Manusia sebagai mahluk sosial tidak mungkin bebas dari konflik sama sekali. Jika terjadi konflik maka resolusinya pertama-tama diselesaikan secara kekeluargaan, musyawarah, dialog, sebagai jati diri bangsa. Jika musyawarah tidak tercapai kata sepakat maka diselesaikan melalui mekanisme hukum perdata, pidana, atau tata usaha negara. Alternatif lain melalui perantara dalam apa yang disebut alternative dispute resolution (ADR), seperti negosiasi, konsiliasi, atau mediasi. ADR sangat direkomendasikan karena proses dan hasilnya relatif dapat menjaga "muka" para pihak yang berkonflik, sebab target penyelesaiannya adalah konsensus sama-sama menang (win-win solution).

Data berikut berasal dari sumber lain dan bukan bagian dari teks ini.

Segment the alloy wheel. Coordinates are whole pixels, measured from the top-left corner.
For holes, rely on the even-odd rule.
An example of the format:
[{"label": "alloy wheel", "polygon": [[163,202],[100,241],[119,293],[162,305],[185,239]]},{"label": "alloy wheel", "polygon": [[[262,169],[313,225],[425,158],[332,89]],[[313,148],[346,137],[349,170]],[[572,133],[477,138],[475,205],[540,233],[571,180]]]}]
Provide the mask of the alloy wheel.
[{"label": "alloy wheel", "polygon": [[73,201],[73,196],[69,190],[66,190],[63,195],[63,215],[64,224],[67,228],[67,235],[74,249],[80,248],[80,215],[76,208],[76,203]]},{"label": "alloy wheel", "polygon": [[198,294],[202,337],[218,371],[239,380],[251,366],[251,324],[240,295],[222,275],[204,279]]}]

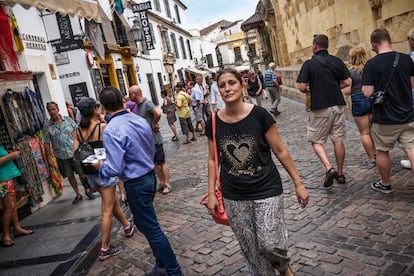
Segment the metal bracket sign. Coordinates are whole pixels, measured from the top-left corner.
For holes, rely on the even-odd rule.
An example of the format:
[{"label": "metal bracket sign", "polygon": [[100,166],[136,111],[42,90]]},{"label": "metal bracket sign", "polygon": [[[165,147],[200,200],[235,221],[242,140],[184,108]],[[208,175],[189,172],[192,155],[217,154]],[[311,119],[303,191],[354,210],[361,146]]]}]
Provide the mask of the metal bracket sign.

Andai terjadi kebuntuan dialog, salah satu pihak atau semua pihak tidak patut mengklaim paling benar. Sebagai catatan kaki, kaitannya dengan klaim mengklaim, memang hanya norma kepatutan pergaulan sosial yang mungkin diterapkan. Sanksinya adalah sanksi moral. Bila klaim tersebut bergerak ke arah intimidasi psikis dan fisik seperti kekerasan dan penganiyaan, barulah berlaku norma hukum. Para pelaku kekerasan dan penganiayaan dapat diseret ke proses hukum pidana dan perdata. Secara pidana bisa dengan pasal perusakan, penganiayaan, perbuatan tidak menyenangkan, pencemaran nama baik, memasuki pekerangan orang lain tanpa izin, dll yang relevan. Secara perdata bisa digugat dengan pasal perbuatan melawan hukum (onrechtmatige overheidsdaad).
Sebelum dialog dilakukan para pihak sebaiknya menyepakati mekanisme dialognya (semacam tata tertib/tatib) supaya tidak terjebak dalam debat kusir. Harus disepakati parameter atau batasan-batasan dalam dialog. Tanpa tatib, kemungkinan debat kusir dalam dialog sangat besar.
Jika dialog tidak menghasilkan kesepahaman dan para pihak merasa tidak puas serta tetap ingin menyelesaikan konflik supaya tidak menggantung, solusinya dengan menyerahkannya ke proses ADR atau mekanisme hukum. Nanti, mediator atau hakim yang memutuskan siapa yang benar.
***
Mengapa sampai terjadi aksi main hakim sendiri terhadap diskusi buku Irshad Manji adalah karena para pihak, terutama dari pihak yang kontra diskusi buku (FPI, MMI, FUI, FBR dll), mengabaikan resolusi konflik di atas.
Sampai Irsah pulang ke negaranya tidak pernah terjadi dialog tersebut walaupun pihak penyelenggara sudah membuat acara diskusi buku dengan format diskusi terbuka, artinya, setiap orang boleh hadir dan tidak terkecuali pihak yang kontra supaya dapat menyuarakan pendapatnya. Ironisnya, pihak kontra bahkan tidak tahu bahwa yang didiskusikan itu adalah buku yang sama sekali tidak membahas atau mengkampanyekan tema gay, homoseksual, dan lesbian. Melainkan buku yang membahas tema ketuhanan, kebebasan dan demokrasi, serta cinta, hubungannya dengan sikap beragama.